Broadcaster Hilary Barry has taken a swipe at Hannah Tamaki after the Destiny Church co-leader shunned controversy around the Tamaki family's travels during level 3 and added that she would not take the Covid-19 vaccine.
Taking to social media, Hilary Barry wrote that "Jesus would get the jab", hitting at the Christian values that the Tamaki couple say they stand for.
On Instagram, in the caption accompanying her image, Barry wrote: "An alternative Christian perspective for Hannah Tamaki's followers".
She sent a similar message out to her Twitter followers, where she bet $100 that Jesus would get the Covid vaccine.
Barry's social media followers agreed with her sentiment.
"Jesus would take the church collection turn it into vaccines and vaccinate the lepers, homeless, sex workers and blind," one person commented on Instagram.
"Amen, sister," echoed others.
Hannah Tamaki, who "escaped" Auckland with her husband on the eve of the latest Covid lockdown, has attacked her critics and declared she will not be getting the vaccine.

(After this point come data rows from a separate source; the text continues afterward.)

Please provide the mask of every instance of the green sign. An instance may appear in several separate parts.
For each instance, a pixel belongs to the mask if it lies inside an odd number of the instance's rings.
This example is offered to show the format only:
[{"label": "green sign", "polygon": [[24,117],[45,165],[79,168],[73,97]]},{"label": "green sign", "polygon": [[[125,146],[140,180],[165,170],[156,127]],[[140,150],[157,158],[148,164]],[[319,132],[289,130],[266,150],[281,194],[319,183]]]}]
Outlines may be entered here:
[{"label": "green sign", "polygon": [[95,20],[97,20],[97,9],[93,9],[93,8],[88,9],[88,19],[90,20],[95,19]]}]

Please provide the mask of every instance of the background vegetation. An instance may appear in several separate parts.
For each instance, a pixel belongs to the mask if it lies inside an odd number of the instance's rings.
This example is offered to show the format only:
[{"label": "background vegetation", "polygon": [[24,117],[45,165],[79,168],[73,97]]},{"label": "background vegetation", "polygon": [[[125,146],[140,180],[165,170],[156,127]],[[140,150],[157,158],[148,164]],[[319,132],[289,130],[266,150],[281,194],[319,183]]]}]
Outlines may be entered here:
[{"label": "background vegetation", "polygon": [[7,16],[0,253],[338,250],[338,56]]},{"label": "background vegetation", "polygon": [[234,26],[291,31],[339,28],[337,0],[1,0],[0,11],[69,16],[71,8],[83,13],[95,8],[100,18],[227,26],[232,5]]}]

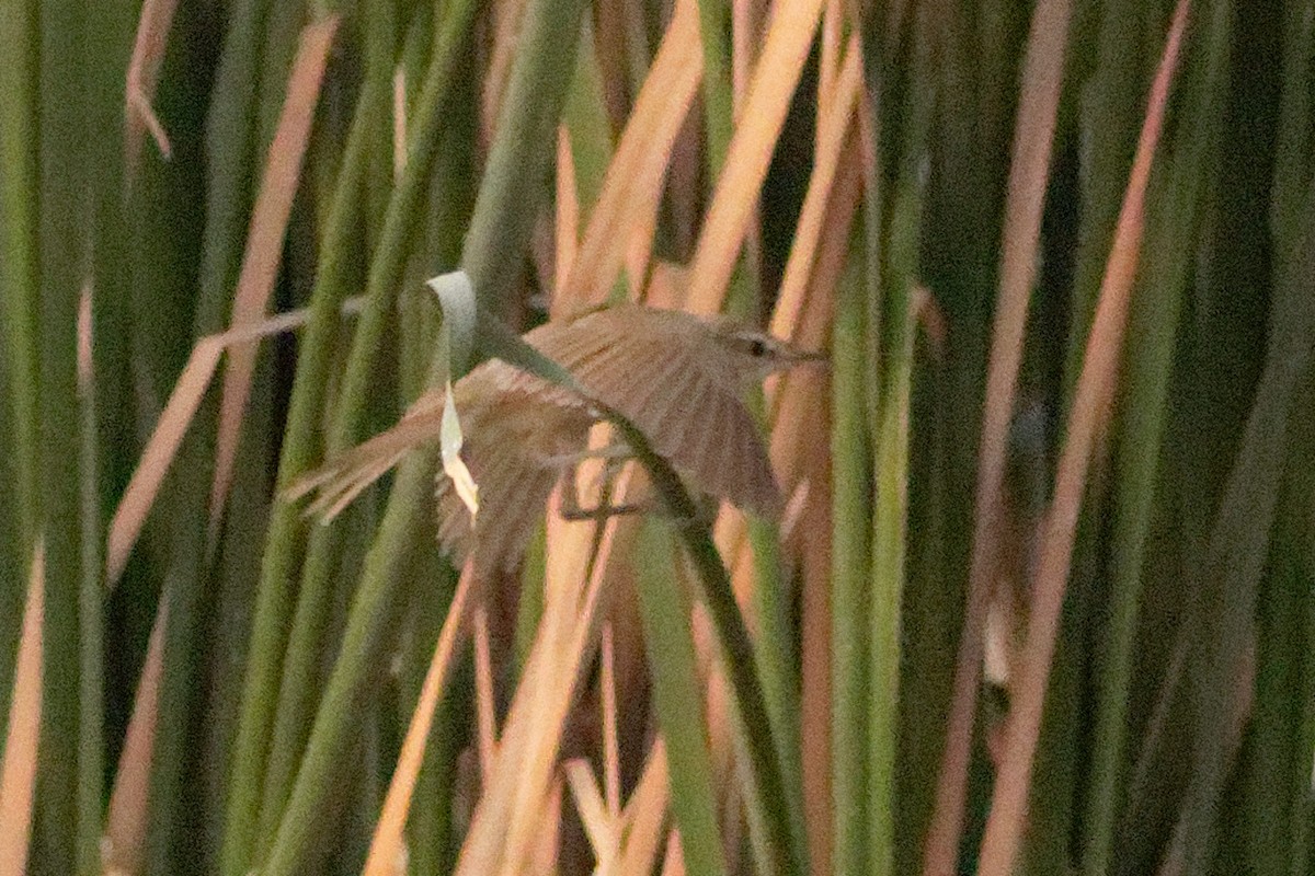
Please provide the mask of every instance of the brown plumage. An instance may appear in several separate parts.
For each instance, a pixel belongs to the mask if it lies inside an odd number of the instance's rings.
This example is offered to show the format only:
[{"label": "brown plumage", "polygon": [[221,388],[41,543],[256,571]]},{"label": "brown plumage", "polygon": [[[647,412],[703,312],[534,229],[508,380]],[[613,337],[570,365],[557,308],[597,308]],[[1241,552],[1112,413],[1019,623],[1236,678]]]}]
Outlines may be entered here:
[{"label": "brown plumage", "polygon": [[[438,473],[438,537],[456,561],[473,550],[483,573],[514,566],[552,487],[608,410],[638,426],[700,490],[780,514],[780,490],[742,395],[767,374],[817,356],[726,318],[639,305],[547,323],[525,340],[569,370],[586,395],[501,360],[456,381],[462,457],[480,490],[472,532],[469,512]],[[442,415],[443,390],[430,390],[392,429],[295,483],[289,498],[318,490],[310,511],[331,517],[408,450],[437,440]]]}]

The Destiny church leader and aspiring politician has this morning lashed back at critics who have lambasted the couple's decision to leave their home with just hours to spare before the city's borders were closed to curb the spread of the latest community outbreak in South Auckland.
It's a stance that's troubled a leading vaccinologist who says not only is the church leader's stance ill-conceived but could result in a lot of damage.
Covid Response Minister Chris Hipkins today said vaccination wasn't compulsory and people were free to choose.
He personally would be getting vaccinated, trusting the science and need to do so.
The Tamakis sparked outrage when it was revealed they hurriedly left Auckland late on Saturday night for a speaking tour of their churches across New Zealand.
They addressed a congregation in Rotorua on Sunday morning before heading to the South Island. They are due to speak in Invercargill this weekend and were spotted in Te Anau on Tuesday.
Yesterday Hipkins called their actions "completely irresponsible".
But in a Facebook post this morning the Vision NZ leader said they had nothing to apologise for.
"We are not the ones to say sorry. The media need to apologise to our people, calling them poor and less intelligent and need to have the Covid vaccine.
"Everything in life is a choice. Make sure you choose for yourself, not be talked into something you are not happy to do.
"I'm not taking the vaccine. That's my choice."
But vaccine safety expert advisory group member Helen Petousis-Harris said the pronouncement was disappointing and most unhelpful.
"It is extremely harmful.
"It's also ill-conceived and can result in a lot of damage.
"These people are highly respected in their community and they should be basing their communications on good trustworthy information, not misinformation."
Petousis-Harris said church leaders in the past had been fabulous voices for public health and helping to keep their congregations safe.
She advised those in the congregations to listen and seek advice from family doctors about the Covid vaccine.
Epidemiologist Professor Michael Baker said these people were leaders in their community and with leadership came real responsibility.
While vaccination was voluntary, advising others the fact that you weren't having it would clearly influence people.
"Your point is not to remind people it's a personal choice, the point is to make a stand that you've decided not to take a vaccine and when you're in leadership position that's clearly going to have an influence on people."
Baker said it was an unfortunate position to take given the nature of this virus.
"We know what the impact of Covid-19 would be if there was widespread infection in South Auckland for instance, where they're based. Māori and Pacific leaders are saying the opposite. They're urging their communities to vaccinate and, in fact, not only that but they are encouraging it to be prioritised highly."
Director-general of health Dr Ashley Bloomfield today commented on the Tamaki family' travels, after Brian Tamaki was spotted in Te Anau.
"Well he does get around, doesn't he?" Bloomfield said in the 1pm press conference.
"The request of them has been clear, they should be minimising their interaction with large groups of people," he added.
Bloomfield says he is confident Government has a "really powerful narrative" and "New Zealanders will take up the opportunity and make the decision themselves" regarding the vaccine.